Su voz había sonado temblorosa.

—Desdichada víctima —gimió el sacerdote, sin alzar la cabeza—, no sabéis lo que decís; ese santo hombre murió justamente la noche antes de vuestra unión.

Siguió otra pausa de mudo horror, que el sacerdote rompió al fin.

—Desventurada hija —dijo con voz lenta y solemne—, he obtenido permiso para facilitaros el beneficio del sacramento de la confesión, antes de vuestro interrogatorio. Os exhorto a que descarguéis vuestra alma en mí. ¿Accedéis?

—Sí, padre.

—¿Me responderéis como lo haríais ante el tribunal de Dios?

—Sí, como ante el tribunal de Dios —y mientras decía esto, se postró ante el sacerdote en actitud de confesión. […]

—¿Consideráis descargado ahora el peso entero de vuestro espíritu?

—Sí, padre.

El sacerdote siguió sentado, pensativo, durante largo rato. A continuación le formuló varias preguntas extrañas acerca de Melmoth, a las que Isidora fue totalmente incapaz de responder. Parecían resultado de esas impresiones de terror y poder sobrenatural que en todas partes iban asociadas a su imagen.

—Padre —dijo Isidora, cuando hubo terminado, con voz indecisa— padre, ¿puedo preguntar por mis desventurados padres?

El sacerdote movió negativamente la cabeza, en silencio. Por último, afectado por la angustia con que ella había hecho la pregunta, dijo con renuencia que podía adivinar el efecto que la muerte del hijo y el encarcelamiento de la hija en la Inquisición podían producir en unos padres que se distinguían tanto por su celo por la fe católica como por el paternal afecto.

—¿Están con vida? —dijo Isidora.

—Ahorraos el dolor de más preguntas, hija —dijo el sacerdote—, y estad segura de que si la respuesta fuese tal que pudiese aliviaros, no os sería negada.

En este momento se oyó una campana en alguna lejana parte del edificio.

—Esa campana —dijo el sacerdote—, anuncia que se acerca la hora de vuestro interrogatorio; adiós, y que los santos estén con vos.

—Esperad, padre; quedaos un momento; uno solo —exclamó Isidora, interponiéndose frenéticamente entre él y la puerta. Fray José se detuvo. Isidora se arrodilló ante él y, ocultando el rostro entre las manos, dijo con la voz estrangulada por la agonía—: Padre, ¿creéis que… que me he perdido para siempre… para siempre?

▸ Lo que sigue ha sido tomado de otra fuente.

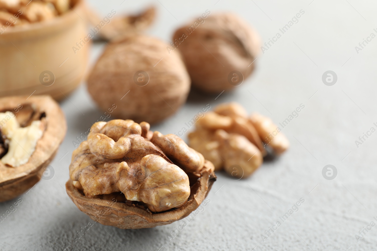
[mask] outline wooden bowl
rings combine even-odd
[[[83,0],[72,2],[73,10],[52,20],[9,27],[0,34],[0,97],[35,91],[59,100],[80,83],[91,43],[81,42],[74,52],[87,32]]]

—Hija —dijo el sacerdote con el acento compungido, y el espíritu turbado y dubitativo—, hija, os he dado todo el consuelo que he podido; no me exijáis más, no vaya a ser que lo que os he dado (con muchos remordimientos de conciencia) os lo tenga que negar ahora. Quizá os encontráis en un estado sobre el que no puedo formular ningún juicio, ni pronunciar ninguna sentencia. Puede que Dios sea misericordioso con vos, y puede que el Santo Tribunal os juzgue con clemencia también.

—Esperad; esperad un instante, un instante tan sólo: quiero haceros una pregunta más —mientras hablaba, cogió a su pálida e inocente compañera del jergón donde dormía, y la levantó hacia el sacerdote—. Padre, decidme, ¿puede esta criatura ser hija de un demonio? ¿Puede serlo la niñita que sonríe, que os sonríe a vos, mientras murmuráis maldiciones contra ella? ¡Oh, le habéis asperjado agua bendita con vuestra propia mano…! Padre, vos habéis pronunciado palabras sagradas sobre ella. Padre, que me despedacen con sus tenazas, que me asen en sus llamas; pero ¿no escapará mi hijita, mi hijita inocente, que os sonríe a vos? Santo padre, querido padre, volved una mirada hacia vuestra hija —y se arrastró tras él de rodillas, sosteniendo en alto a la infeliz criatura, cuyo débil lloriqueo y consumido cuerpo clamaban contra el encarcelamiento al que habían condenado su infancia.

Fray José se ablandó ante la súplica; y a punto estaba de darle muchos besos y bendiciones a la pequeñuela, cuando sonó otra vez la campana; y apresurándose a salir, sólo tuvo tiempo de exclamar:

—¡Hija mía, que Dios os proteja!

—Que Dios me proteja —dijo Isidora, apretando a su hijita contra su pecho.

Sonó de nuevo la campana, e Isidora comprendió que había llegado la hora de su juicio.